Divers pound on the water to scare the dolphins to a section of the net that is being dragged down to release them. The net was already more than 50% pulled in. It was only after spotting Goodman filming in the water that divers jumped in to release the dolphins. Several had already died.

(Digital Journal) The Osa Peninsula, on the South Pacific side of Costa Rica is one of the most biologically intense places on Earth. But overfishing is depleting its resources, says Sierra Goodman, an advocate pushing to turn Osa into a Marine Protected Area (MPA).

With its reputation for being one the greenest countries in the world, Costa Rica is way ahead of other nations. Ecotourism and environmental protection drives both public and business policy and the country is “a leader in the field of ecotourism,” boasts Lapa, one of Costa Rica’s top eco-resorts.

However, Sierra Goodman, a resident who lives in Drake Bay, says that the country is failing to protect one of its greatest assets, the ocean. In particular she says, the Osa Peninsula, where overfishing, illegal fishing and the methods used to fish for shrimp and tuna, are destroying a habitat rich and diverse in wildlife.

“From the changes I have seen in my 16 years here, the turtles and dolphins won’t survive another 16 years,” Goodman told Digital Journal, “probably not even ten.”

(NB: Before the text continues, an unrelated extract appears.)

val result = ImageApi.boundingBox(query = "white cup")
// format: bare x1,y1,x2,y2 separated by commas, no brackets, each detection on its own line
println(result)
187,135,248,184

Situated off the coast of Costa Rica in the South Pacific, the Costa Rican Thermal Convection Dome is one of the most biodiverse regions in the world. As the only constant dome on earth, its shallow warm water that lays atop of low-oxygen cold water create the perfect ecosystem for marine life. It attracts them in abundance. Whales, dolphins, tuna, turtles and countless other species visit the area year round to breed and feed, and they are being killed en masse.